Toward the end of Rachel Leah Jones’ film Gypsy Davy, screening at the True/False Film Festival, the filmmaker alludes to a classic lyric by concluding that her estranged father “was not strumming [her] pain, but his own.” The same could be said of her own film, which strums her own pain without the grace provided by her father’s gift.
The standard story on David Serva (aka David Jones) is a starry one: from humble American roots, he followed his muse in the 1960s from Berkeley, California to Moron de la Frontera, Spain, where he became a respected virtuoso guitarist in the Flamenco tradition, considered as a native and a master of the style. His glamorous performing career came at a cost, though, which his daughter seeks to expose.
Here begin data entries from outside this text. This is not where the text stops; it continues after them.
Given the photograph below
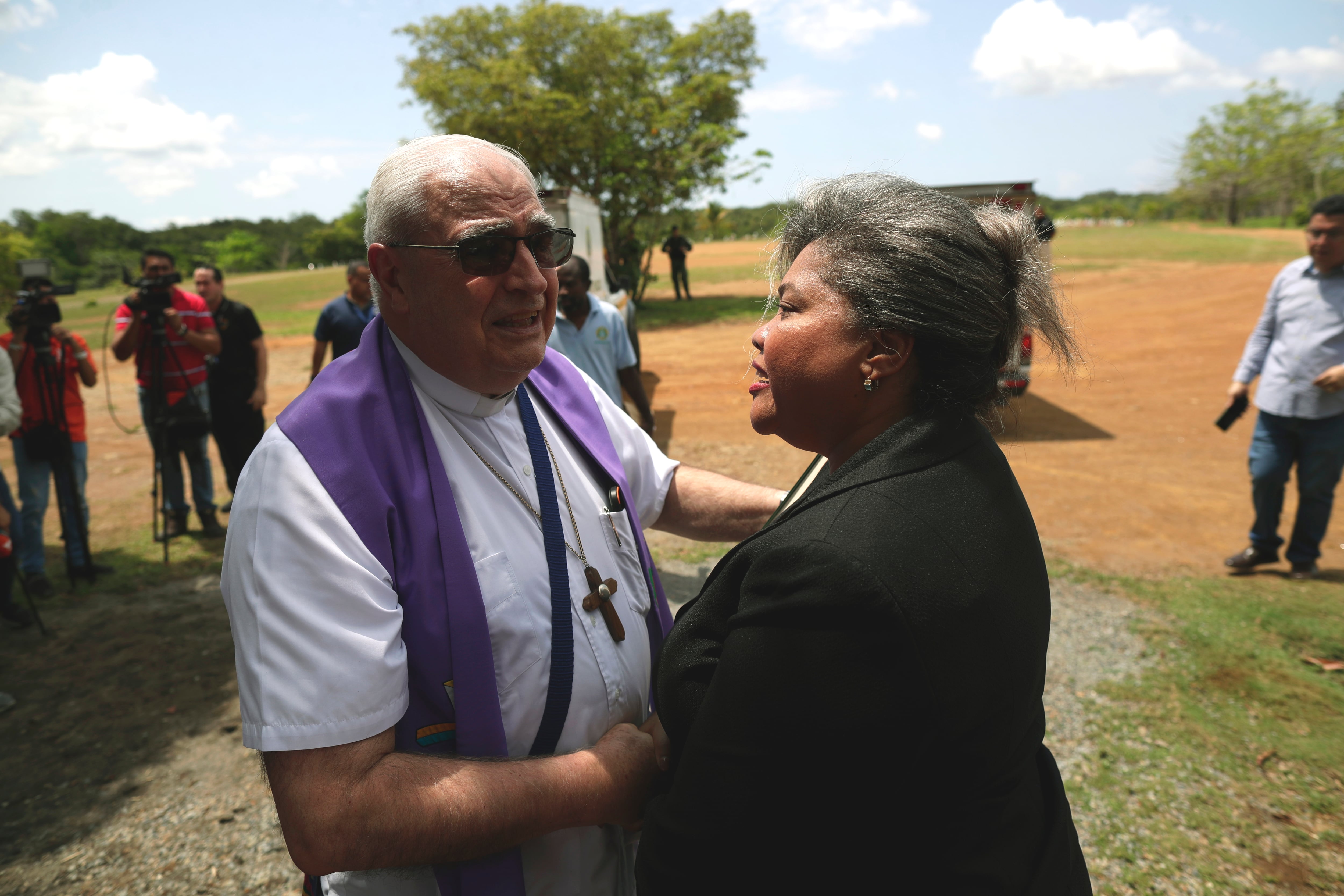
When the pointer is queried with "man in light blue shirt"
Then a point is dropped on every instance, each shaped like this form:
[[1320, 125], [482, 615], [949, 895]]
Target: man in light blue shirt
[[1297, 350], [592, 334]]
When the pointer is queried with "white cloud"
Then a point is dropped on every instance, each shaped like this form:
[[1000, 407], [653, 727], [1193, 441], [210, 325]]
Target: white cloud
[[15, 15], [1314, 62], [1033, 48], [281, 177], [929, 132], [831, 27], [795, 95], [152, 146], [888, 91]]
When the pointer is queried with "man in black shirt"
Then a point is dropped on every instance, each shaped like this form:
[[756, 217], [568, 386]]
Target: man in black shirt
[[237, 377], [677, 248]]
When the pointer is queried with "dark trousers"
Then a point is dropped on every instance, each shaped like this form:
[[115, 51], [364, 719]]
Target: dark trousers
[[1318, 448], [679, 281], [237, 428]]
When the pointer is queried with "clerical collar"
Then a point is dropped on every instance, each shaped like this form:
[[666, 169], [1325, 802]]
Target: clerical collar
[[445, 391]]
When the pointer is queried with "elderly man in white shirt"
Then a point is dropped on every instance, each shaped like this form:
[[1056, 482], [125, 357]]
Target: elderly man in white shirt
[[436, 558]]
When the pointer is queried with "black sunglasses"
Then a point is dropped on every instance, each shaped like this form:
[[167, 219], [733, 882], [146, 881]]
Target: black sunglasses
[[494, 254]]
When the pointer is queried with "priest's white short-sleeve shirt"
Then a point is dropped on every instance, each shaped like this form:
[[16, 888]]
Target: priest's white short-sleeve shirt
[[318, 625]]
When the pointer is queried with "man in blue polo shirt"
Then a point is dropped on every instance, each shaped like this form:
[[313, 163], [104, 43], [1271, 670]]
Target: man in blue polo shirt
[[592, 334], [343, 320], [1297, 351]]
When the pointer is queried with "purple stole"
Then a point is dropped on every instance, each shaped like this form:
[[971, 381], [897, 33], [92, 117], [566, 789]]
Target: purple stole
[[363, 432]]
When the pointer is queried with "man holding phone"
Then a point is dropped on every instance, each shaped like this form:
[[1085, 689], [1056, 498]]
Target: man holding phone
[[1297, 350]]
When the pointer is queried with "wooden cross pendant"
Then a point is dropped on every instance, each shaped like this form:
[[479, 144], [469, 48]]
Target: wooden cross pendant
[[601, 600]]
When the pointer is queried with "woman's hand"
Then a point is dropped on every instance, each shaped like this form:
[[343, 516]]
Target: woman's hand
[[662, 743]]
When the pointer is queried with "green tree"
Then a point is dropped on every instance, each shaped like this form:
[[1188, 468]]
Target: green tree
[[1269, 152], [620, 107], [15, 246], [240, 252], [343, 240]]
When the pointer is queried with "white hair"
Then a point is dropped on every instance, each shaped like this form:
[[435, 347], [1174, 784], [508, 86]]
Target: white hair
[[400, 205]]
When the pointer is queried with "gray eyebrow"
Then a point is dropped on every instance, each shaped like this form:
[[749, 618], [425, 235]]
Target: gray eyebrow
[[537, 222]]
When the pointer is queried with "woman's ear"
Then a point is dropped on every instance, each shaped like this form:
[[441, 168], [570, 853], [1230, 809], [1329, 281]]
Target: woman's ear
[[890, 352]]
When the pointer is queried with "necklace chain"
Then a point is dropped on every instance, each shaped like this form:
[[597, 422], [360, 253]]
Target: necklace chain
[[529, 504]]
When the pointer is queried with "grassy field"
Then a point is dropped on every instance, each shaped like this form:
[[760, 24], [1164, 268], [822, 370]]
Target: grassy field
[[1220, 770], [288, 303]]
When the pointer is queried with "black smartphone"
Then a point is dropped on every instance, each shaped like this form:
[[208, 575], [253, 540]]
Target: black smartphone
[[1233, 413]]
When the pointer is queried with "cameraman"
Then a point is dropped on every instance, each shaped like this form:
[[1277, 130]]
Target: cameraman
[[11, 413], [190, 336], [237, 375], [70, 366]]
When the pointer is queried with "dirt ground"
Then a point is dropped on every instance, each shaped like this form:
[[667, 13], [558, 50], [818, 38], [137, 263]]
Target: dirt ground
[[132, 778], [1121, 464]]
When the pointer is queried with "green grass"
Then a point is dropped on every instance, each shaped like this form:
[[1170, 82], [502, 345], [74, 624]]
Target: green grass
[[709, 276], [659, 313], [1175, 788], [1167, 244]]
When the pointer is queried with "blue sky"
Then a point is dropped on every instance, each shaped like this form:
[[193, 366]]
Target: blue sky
[[167, 112]]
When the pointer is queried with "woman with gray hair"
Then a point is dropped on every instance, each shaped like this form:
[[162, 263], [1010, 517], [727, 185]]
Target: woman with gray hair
[[854, 700]]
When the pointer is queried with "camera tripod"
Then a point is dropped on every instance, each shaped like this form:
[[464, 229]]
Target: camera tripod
[[160, 420], [50, 442]]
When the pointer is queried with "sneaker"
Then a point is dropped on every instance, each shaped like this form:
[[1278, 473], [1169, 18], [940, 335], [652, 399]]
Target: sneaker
[[1303, 572], [174, 526], [15, 616], [38, 585], [1250, 558], [210, 526]]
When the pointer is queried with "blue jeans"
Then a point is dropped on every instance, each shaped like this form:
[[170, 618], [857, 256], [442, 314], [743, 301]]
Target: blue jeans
[[7, 563], [1318, 448], [35, 494], [198, 460]]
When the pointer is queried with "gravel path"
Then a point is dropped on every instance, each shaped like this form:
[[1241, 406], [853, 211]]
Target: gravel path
[[197, 817]]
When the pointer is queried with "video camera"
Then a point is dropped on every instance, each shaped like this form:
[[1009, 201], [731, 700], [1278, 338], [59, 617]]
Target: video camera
[[29, 309], [152, 293]]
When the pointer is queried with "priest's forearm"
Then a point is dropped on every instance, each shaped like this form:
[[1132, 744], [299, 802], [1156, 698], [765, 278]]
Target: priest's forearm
[[710, 507], [362, 806]]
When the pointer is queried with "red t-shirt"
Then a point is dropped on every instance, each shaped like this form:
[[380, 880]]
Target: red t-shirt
[[30, 395], [182, 363]]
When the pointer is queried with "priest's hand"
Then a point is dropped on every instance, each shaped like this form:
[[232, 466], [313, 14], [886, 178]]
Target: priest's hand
[[628, 772]]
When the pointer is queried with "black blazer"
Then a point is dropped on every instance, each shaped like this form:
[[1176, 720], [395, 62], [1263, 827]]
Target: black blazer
[[854, 699]]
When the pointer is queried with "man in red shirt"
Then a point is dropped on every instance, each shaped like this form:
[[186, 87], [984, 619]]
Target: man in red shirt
[[70, 367], [190, 336]]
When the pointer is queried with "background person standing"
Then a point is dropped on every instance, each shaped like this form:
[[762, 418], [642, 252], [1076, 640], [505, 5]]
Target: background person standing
[[1297, 350], [73, 366], [592, 334], [677, 246], [191, 336], [237, 377], [343, 320]]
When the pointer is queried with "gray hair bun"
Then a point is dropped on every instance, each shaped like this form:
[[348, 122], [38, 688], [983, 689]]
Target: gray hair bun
[[964, 281]]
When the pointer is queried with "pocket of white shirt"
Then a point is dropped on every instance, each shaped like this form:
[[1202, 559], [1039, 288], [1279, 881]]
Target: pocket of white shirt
[[515, 637], [623, 546], [499, 585]]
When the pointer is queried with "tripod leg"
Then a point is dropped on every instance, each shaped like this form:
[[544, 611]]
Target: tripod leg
[[33, 605]]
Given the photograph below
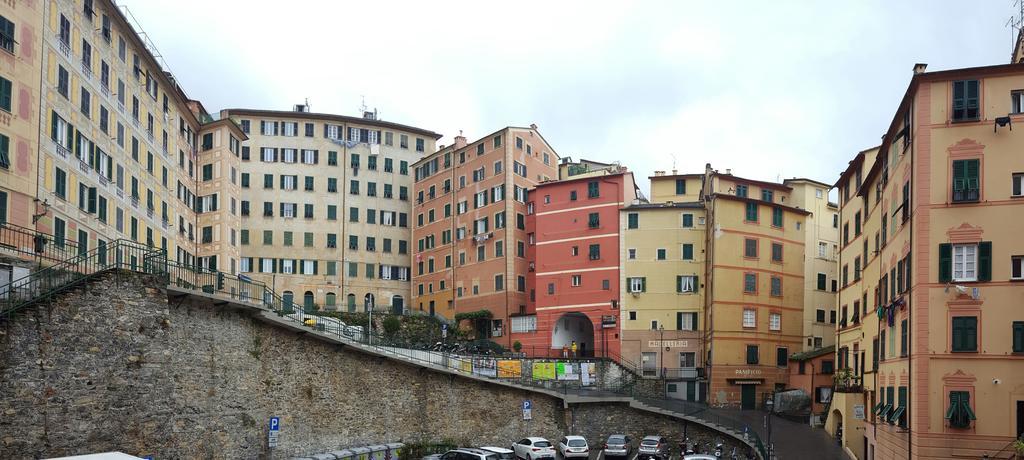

Jones was also something of a serial monogamist, which Rachel reveals by peeling away layers of domesticity, interviewing five different children with five (or so) different women. It’s hard not to see the film as motivated by disappointment, which colors all the discarded women in Jones’ past, his children, and also, perhaps unsurprisingly, Jones himself. But Rachel’s own disappointment has been channeled more into anger than the others – so much so that even her conciliatory coda is punctuated by nastily passive-aggressive phrases.
The most meaningful scenes are the ones between David and Rachel. Rachel channels her radical political past: confrontational, direct, almost unable to control the pointedness of her questioning. But her father is diffident, disarming, and almost at ease in acknowledging the pain he has caused and that he still feels. One only needs to see the progression from David’s dashingly ambivalent young man to the smirking face and worried brow of the present day to see that it flows through him as strongly as Rachel resists it. In their final onscreen meeting, in Spain, David asks Rachel what she wants, and she doesn’t know what to do with the question, having lost her gusto.
Although David Jones is right to acknowledge his extreme domestic shortcomings, the younger Jones seems to gloss over her father’s abundant artistry, indicting him as a man and letting his music speak for itself. Her film is so clouded by bitterness that it’s hard to tell what that means, but for the dazzling beauty of the musical interludes.